An experimental and theoretical photon echo (PE) study of the primary charge separation process in the photosystem II reaction center (PS II RC) at low temperature (T = 1.33 ± 0.01 K) is reported. Experiments were carried out at low excitation intensities of 5 × 1012 photons/cm2 with time and spectral resolution of about 0.5 ps and 1 nm, respectively, using the two-pulse photon echo technique (2PE). The data were interpreted in the framework of the exciton model. For that purpose the theory of the PE formation and energy transfer in an excitonically coupled system, including explicitly the electron-bath interaction, is developed. By comparing the measured and the simulated PE kinetics, we draw the conclusion that the accessory chlorophyll in the active branch of the RC core is the primary electron donor.
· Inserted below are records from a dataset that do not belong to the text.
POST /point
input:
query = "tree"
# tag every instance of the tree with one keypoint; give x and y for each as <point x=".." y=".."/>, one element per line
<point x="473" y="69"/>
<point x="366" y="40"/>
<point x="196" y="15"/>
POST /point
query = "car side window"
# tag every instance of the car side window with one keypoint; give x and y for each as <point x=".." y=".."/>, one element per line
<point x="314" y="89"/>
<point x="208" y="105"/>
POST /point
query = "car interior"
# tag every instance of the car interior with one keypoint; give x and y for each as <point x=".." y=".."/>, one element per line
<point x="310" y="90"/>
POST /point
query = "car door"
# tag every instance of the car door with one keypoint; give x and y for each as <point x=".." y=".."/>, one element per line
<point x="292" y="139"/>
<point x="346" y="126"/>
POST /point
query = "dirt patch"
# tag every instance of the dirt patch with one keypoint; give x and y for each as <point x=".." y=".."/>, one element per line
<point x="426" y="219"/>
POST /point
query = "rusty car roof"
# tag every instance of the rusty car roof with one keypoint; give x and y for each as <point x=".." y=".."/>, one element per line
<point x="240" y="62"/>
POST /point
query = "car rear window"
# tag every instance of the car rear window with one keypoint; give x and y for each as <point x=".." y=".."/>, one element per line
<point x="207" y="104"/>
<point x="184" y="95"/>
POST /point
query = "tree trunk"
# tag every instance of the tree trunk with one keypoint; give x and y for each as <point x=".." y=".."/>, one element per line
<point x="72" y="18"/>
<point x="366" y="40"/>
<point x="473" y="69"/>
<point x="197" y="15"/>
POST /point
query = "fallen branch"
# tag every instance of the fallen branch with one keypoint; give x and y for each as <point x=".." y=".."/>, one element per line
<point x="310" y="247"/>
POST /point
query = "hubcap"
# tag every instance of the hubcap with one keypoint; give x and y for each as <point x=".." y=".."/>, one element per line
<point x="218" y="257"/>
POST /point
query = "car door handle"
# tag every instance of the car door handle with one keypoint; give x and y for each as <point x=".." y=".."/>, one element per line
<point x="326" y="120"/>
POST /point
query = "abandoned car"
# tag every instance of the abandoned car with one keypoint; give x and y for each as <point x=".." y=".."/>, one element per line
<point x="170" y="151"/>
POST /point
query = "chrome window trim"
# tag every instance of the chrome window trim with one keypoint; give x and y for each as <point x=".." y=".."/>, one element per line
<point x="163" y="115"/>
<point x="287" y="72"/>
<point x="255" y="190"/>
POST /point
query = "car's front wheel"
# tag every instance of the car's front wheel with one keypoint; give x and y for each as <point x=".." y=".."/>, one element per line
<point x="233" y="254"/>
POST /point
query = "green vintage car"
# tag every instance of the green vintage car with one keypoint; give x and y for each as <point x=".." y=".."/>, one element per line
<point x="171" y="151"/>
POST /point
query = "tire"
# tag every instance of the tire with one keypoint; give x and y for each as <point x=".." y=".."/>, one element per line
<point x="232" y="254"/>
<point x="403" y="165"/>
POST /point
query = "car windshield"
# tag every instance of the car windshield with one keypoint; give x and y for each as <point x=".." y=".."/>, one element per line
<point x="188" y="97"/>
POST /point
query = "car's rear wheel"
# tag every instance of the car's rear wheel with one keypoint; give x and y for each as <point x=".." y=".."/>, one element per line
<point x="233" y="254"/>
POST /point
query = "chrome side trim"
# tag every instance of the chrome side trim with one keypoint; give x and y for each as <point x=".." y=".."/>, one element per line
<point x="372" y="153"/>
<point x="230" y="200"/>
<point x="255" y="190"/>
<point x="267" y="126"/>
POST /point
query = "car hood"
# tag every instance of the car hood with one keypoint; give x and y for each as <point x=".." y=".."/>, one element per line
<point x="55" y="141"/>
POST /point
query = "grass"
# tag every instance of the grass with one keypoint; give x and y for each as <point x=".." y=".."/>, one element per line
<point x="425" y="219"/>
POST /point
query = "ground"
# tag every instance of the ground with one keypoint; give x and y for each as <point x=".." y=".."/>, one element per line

The charge separation occurs with an intrinsic time constant of ≈1.5 ps, in good agreement with previously published data (Wasielewski, M. R.; Johnson, D. G.; Seibert, M.; Govindjee Proc. Natl. Acad. Sci. U.S.A. 1989, 86, 524; Jankowiak, R.; Tang, D.; Small, G. J.; Seibert, M. J. Phys. Chem. 1989, 93, 1649; Tang, D.; Jankowiak, R.; Seibert, M.; Small, G. J. Photosynth. Res. 1991, 27, 19). However, the dipole−dipole interaction between pigments leads to a very wide distribution of the effective charge separation kinetics ranging from 1.5 ps up to a few nanoseconds. Thus, the experimentally observable effective distributive charge separation rate differs strongly from the intrinsic one. In this work the effect of the charge separation process in an excitonically coupled system is described for the first time. Energy transfer rates, calculated on the basis of developed theory, show that the energy transfer occurs in the 100−200 fs time domain in agreement with our own experimental observations, and previously published data. This fast energy transfer contributes to the intense and narrow peak at early delay times in the 2PE kinetics. In contrast, the slow dephasing observed in the 2PE kinetics at time delay above ca. 1 ps reflects mainly the primary charge separation process.